Some atomic sizes and atomic operations are not available on some platforms. Others come with a performance penalty on some platforms.

It's also easy to use a memory ordering that's too weak. Future code changes might require a stronger memory ordering. But it's hard to test for these kinds of memory ordering bugs.

Some memory ordering bugs can only be discovered on non-x86 platforms. And when they do occur, they can be rare. x86 processors guarantee strong orderings, even for Relaxed accesses. Since Zebra's CI all runs on x86 (as of June 2021), our tests get AcqRel orderings, even when we specify Relaxed. But ARM processors like the Apple M1 implement weaker memory orderings, including genuinely Relaxed access. For more details, see the hardware reordering section of the Rust nomicon.

But if a Zebra feature requires atomics:

  1. use an AtomicUsize with the strongest memory ordering (SeqCst)
  2. use a weaker memory ordering, with:
  • a correctness comment,
  • multithreaded tests with a concurrency permutation harness like loom, on x86 and ARM, and
  • benchmarks to prove that the low-level code is faster.

Tokio's watch channel uses SeqCst for reads and writes to its internal "version" atomic. So Zebra should do the same.

Testing Async Code

Zebra's existing acceptance and integration tests will catch most hangs and deadlocks.

Some tests are only run after merging to main. If a recently merged PR fails on main, we revert the PR, and fix the failure.

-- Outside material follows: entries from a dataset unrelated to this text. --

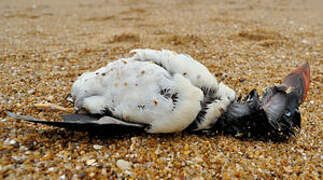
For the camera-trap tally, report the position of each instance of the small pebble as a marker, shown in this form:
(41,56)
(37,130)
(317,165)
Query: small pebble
(122,164)
(97,147)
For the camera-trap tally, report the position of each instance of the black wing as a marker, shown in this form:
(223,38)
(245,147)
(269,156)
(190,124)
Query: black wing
(84,122)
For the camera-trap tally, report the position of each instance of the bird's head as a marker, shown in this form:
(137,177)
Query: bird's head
(280,103)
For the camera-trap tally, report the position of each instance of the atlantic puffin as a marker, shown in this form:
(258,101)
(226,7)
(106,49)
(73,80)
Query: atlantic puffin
(165,92)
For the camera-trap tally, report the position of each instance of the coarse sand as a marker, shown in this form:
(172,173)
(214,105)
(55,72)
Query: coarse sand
(45,45)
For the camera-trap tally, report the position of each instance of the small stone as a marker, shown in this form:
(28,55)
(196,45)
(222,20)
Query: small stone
(97,147)
(14,143)
(123,164)
(51,169)
(31,91)
(91,162)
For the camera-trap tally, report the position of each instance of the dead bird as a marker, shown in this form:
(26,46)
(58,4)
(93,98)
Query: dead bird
(165,92)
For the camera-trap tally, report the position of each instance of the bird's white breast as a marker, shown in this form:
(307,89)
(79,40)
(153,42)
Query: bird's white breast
(132,91)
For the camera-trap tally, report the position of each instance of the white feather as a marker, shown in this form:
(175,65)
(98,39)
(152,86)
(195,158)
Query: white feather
(131,89)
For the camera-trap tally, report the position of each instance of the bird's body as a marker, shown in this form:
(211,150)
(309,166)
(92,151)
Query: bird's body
(161,89)
(166,92)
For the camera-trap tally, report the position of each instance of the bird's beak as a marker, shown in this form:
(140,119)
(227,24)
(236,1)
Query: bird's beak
(298,81)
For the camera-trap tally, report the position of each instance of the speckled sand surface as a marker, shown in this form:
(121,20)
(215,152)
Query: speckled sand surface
(45,45)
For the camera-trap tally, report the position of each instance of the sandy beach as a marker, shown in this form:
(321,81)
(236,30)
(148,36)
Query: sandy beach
(45,45)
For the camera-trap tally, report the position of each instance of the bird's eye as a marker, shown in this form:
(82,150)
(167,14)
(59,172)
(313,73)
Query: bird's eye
(288,113)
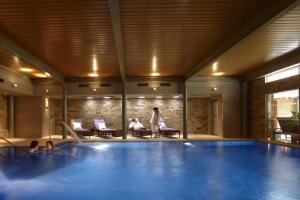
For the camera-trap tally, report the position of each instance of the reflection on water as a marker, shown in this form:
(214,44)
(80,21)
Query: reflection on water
(174,170)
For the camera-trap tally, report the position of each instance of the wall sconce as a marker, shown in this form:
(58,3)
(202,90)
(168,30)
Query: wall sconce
(46,103)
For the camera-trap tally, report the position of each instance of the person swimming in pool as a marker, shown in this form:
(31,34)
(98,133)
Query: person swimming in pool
(49,145)
(34,146)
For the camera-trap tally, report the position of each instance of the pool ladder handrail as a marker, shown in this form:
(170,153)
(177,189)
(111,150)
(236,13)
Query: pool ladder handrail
(15,146)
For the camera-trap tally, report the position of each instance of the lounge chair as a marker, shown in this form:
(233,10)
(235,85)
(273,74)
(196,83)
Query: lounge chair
(288,126)
(76,125)
(102,130)
(138,129)
(166,131)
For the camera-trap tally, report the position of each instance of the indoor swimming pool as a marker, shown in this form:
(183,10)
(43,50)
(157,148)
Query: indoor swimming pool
(154,171)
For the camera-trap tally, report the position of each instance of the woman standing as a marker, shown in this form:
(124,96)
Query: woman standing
(154,121)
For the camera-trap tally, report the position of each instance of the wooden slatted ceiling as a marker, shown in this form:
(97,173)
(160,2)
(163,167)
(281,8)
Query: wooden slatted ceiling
(279,38)
(180,33)
(66,34)
(9,61)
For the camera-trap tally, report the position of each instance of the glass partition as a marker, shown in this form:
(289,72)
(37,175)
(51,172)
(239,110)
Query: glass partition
(283,112)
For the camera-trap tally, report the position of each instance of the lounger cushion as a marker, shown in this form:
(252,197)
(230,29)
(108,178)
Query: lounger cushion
(162,126)
(138,126)
(101,126)
(77,125)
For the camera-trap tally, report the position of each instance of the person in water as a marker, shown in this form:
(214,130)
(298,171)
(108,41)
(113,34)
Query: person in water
(154,122)
(34,146)
(49,145)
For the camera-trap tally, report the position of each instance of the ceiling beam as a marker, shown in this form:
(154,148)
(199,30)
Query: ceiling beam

Some concurrency bugs only happen intermittently. Zebra developers should run regular full syncs to ensure that their code doesn't cause intermittent hangs. This is particularly important for code that modifies Zebra's highly concurrent crates:

  • zebrad
  • zebra-network
  • zebra-state
  • zebra-consensus
  • tower-batch-control
  • tower-fallback

Monitoring Async Code

Zebra uses the following crates for monitoring and diagnostics:

These introspection tools are also useful during testing:

  • tracing logs individual events
    • spans track related work through the download and verification pipeline
  • metrics monitors overall progress and error rates
    • labels split counters or gauges into different categories (for example, by peer address)


Implementing and reviewing these constraints creates extra work for developers. But concurrency bugs slow down every developer, and impact users. And diagnosing those bugs can take a lot of developer effort.

Unresolved questions

Can we catch these bugs using automated tests?

How can we diagnose these kinds of issues faster and more reliably?